In light of the U.S. Supreme Court’s decision on abortion, state law and local enforcement authority will determine access to abortion. If elected, how will you use your authority in the state Senate to influence abortion access or enforcement of abortion restrictions?

I believe in the right to abortion access and will fight to repeal Georgia’s anti-abortion laws. I will also work to expand access to vital women’s health care through budget and legislative action.

Are there any programs/legislation you’ve sponsored or created to help people with disabilities?

I’m not in the legislature yet, but as a school board member I advocated for our students with disabilities. As a legislator, I will advocate to strengthen our special education system in this state. School districts across the state struggle to provide services to our students with special needs. The state has to strongly support those efforts.

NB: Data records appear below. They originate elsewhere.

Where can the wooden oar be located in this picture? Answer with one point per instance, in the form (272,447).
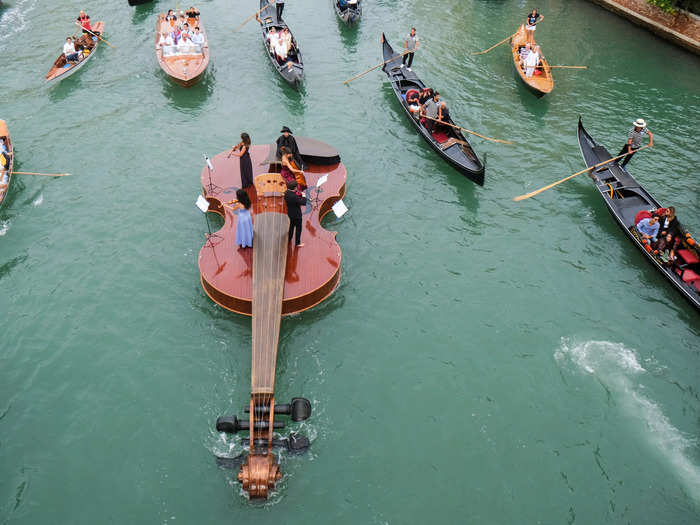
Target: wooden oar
(252,16)
(377,66)
(470,131)
(36,173)
(98,36)
(493,47)
(533,193)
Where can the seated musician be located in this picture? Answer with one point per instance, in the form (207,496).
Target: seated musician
(69,51)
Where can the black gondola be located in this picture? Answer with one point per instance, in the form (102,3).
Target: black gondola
(450,143)
(292,70)
(351,13)
(625,199)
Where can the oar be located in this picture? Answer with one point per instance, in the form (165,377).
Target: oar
(533,193)
(492,47)
(377,66)
(36,173)
(252,16)
(98,36)
(470,131)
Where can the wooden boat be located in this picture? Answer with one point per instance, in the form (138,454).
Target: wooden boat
(625,199)
(292,70)
(448,142)
(62,69)
(186,65)
(351,14)
(5,186)
(539,84)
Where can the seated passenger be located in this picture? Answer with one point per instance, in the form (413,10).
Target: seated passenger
(648,228)
(197,37)
(69,50)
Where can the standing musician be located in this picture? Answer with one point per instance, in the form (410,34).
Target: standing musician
(531,22)
(294,200)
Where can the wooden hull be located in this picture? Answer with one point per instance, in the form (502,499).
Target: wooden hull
(59,73)
(624,198)
(459,155)
(5,133)
(185,70)
(351,15)
(540,85)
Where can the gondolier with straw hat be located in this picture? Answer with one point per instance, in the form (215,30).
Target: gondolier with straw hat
(634,140)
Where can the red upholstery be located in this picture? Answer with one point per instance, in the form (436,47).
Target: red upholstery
(690,276)
(688,256)
(644,214)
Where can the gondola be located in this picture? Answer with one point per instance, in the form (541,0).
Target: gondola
(292,70)
(351,13)
(628,202)
(186,65)
(448,142)
(540,85)
(5,186)
(62,69)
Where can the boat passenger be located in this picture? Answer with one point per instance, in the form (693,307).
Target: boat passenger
(531,22)
(634,140)
(649,228)
(197,37)
(69,51)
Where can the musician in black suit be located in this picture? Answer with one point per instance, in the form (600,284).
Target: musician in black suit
(295,200)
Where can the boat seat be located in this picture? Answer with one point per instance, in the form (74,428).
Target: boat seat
(688,256)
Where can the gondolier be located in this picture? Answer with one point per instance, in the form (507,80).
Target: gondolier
(634,140)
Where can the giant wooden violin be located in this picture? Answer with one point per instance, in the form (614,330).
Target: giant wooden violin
(268,281)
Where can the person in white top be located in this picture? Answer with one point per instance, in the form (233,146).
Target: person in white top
(69,50)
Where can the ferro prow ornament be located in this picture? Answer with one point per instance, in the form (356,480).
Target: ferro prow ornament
(268,281)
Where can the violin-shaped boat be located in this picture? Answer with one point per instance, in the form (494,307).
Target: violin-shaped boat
(183,63)
(268,281)
(629,202)
(540,84)
(292,68)
(88,45)
(6,174)
(447,141)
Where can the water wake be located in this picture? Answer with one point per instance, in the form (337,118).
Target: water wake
(616,366)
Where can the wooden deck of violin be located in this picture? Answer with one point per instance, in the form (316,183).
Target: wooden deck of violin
(313,271)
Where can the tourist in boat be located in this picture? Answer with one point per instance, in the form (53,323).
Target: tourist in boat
(244,224)
(69,51)
(531,22)
(634,140)
(197,37)
(287,140)
(411,44)
(649,228)
(242,151)
(295,200)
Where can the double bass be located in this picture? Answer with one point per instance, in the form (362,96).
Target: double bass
(269,281)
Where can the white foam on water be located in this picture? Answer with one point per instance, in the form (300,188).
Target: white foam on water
(617,366)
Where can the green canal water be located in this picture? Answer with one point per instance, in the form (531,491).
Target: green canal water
(482,361)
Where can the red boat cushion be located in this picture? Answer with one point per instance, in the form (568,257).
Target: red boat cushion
(644,214)
(440,136)
(690,276)
(688,256)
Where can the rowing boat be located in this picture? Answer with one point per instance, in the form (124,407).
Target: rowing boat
(539,84)
(185,64)
(351,13)
(628,202)
(292,69)
(447,141)
(62,69)
(5,184)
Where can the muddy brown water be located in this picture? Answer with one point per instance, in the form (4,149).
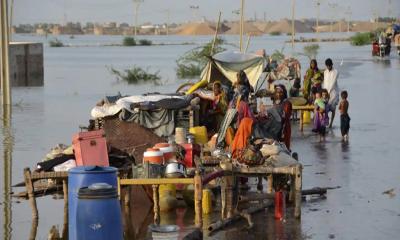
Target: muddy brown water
(75,78)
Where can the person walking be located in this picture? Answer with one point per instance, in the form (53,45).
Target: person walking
(331,85)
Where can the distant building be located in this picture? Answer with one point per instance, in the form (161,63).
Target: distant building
(68,29)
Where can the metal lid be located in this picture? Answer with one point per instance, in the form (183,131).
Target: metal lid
(91,169)
(98,191)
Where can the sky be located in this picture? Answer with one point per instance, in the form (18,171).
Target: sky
(156,11)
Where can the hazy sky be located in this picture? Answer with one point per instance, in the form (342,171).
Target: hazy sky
(155,11)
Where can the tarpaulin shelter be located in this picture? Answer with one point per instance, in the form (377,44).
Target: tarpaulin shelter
(225,65)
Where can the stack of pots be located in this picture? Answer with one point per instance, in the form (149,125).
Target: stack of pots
(167,150)
(153,160)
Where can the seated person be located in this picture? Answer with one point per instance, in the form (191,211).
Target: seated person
(217,109)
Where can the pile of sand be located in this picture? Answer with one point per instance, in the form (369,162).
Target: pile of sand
(367,26)
(249,29)
(264,26)
(203,28)
(285,26)
(340,26)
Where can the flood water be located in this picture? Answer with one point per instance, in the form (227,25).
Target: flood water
(77,77)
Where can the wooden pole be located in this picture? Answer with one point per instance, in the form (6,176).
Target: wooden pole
(248,43)
(298,186)
(216,34)
(156,205)
(241,25)
(65,225)
(4,48)
(11,17)
(293,31)
(30,190)
(270,181)
(317,30)
(198,194)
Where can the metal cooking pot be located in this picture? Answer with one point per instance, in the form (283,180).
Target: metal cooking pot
(175,170)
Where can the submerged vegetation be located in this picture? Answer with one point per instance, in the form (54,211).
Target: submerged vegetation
(275,33)
(137,75)
(145,42)
(193,62)
(129,41)
(311,51)
(56,43)
(361,39)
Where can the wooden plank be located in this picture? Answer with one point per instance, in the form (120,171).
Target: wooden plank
(47,175)
(304,108)
(156,181)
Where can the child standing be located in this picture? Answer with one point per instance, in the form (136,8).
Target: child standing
(319,116)
(344,116)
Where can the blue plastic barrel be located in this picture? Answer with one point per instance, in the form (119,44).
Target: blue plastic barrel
(80,177)
(99,213)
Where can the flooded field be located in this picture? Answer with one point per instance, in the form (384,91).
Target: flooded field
(77,77)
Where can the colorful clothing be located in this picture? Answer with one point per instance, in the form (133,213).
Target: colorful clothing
(330,84)
(287,129)
(344,117)
(320,116)
(241,136)
(312,81)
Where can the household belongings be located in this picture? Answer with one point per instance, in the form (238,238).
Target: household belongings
(90,148)
(152,111)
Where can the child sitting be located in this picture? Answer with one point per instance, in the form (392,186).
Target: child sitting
(344,116)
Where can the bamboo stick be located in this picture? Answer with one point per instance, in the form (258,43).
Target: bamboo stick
(216,34)
(298,186)
(198,194)
(156,181)
(65,225)
(30,191)
(248,43)
(270,178)
(258,197)
(156,205)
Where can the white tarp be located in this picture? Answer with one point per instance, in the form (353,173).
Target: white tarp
(229,63)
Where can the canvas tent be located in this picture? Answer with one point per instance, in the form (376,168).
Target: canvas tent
(225,65)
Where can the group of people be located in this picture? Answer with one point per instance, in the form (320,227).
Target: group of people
(273,123)
(321,89)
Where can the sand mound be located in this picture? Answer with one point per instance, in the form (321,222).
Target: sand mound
(285,26)
(340,26)
(367,26)
(204,28)
(264,26)
(249,29)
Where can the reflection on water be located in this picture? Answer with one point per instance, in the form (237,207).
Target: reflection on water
(7,168)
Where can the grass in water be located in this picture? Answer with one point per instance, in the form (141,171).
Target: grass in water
(129,41)
(193,62)
(56,43)
(137,75)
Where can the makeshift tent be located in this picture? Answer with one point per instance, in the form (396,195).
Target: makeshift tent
(225,65)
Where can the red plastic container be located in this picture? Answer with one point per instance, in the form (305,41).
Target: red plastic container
(90,148)
(191,151)
(280,205)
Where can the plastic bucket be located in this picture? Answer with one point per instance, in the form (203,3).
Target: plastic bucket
(84,176)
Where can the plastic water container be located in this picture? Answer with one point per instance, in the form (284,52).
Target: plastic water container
(306,117)
(207,201)
(80,177)
(99,213)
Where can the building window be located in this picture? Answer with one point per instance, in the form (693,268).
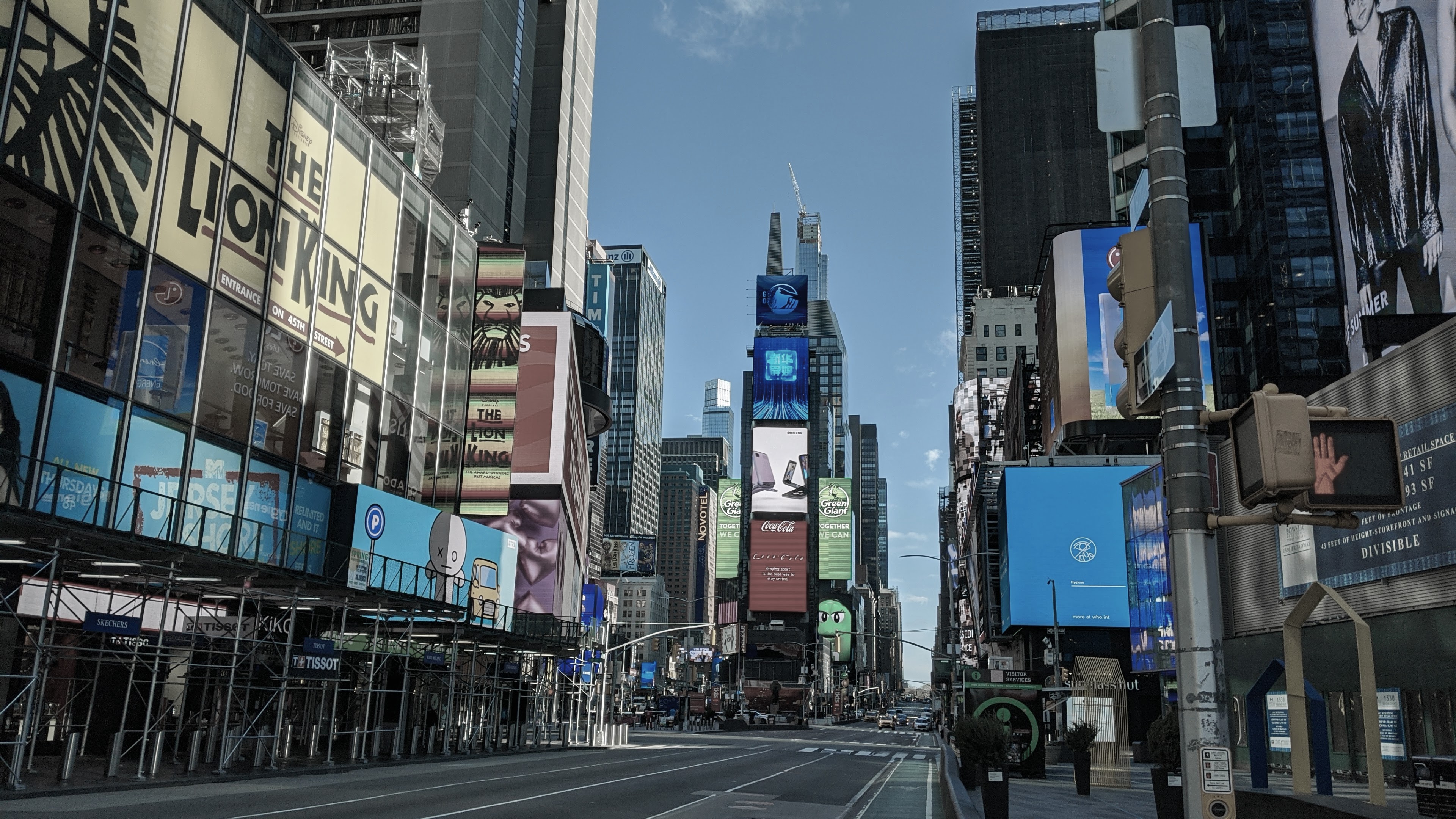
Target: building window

Georgia closed out its budget year with a “likely record surplus, billions of dollars in federal aid and a growing economy.” Georgia spends more than half of this money on education and health care. What would you want to see in the budget in terms of spending or taxes?

We need to strengthen the safety net for everyday Georgians. That means fully funding public education, expanding HOPE and early learning, expanding medicaid, increasing mental health support, and addressing homelessness and other impacts of poverty.

The Legislature often votes along party lines. When would you seek bipartisan action and what issues merit such consensus?

I will always seek bipartisan solutions and believe that both parties can agree on most issues. Where a bipartisan solution is not feasible, I will work to act in a manner that benefits all Georgians.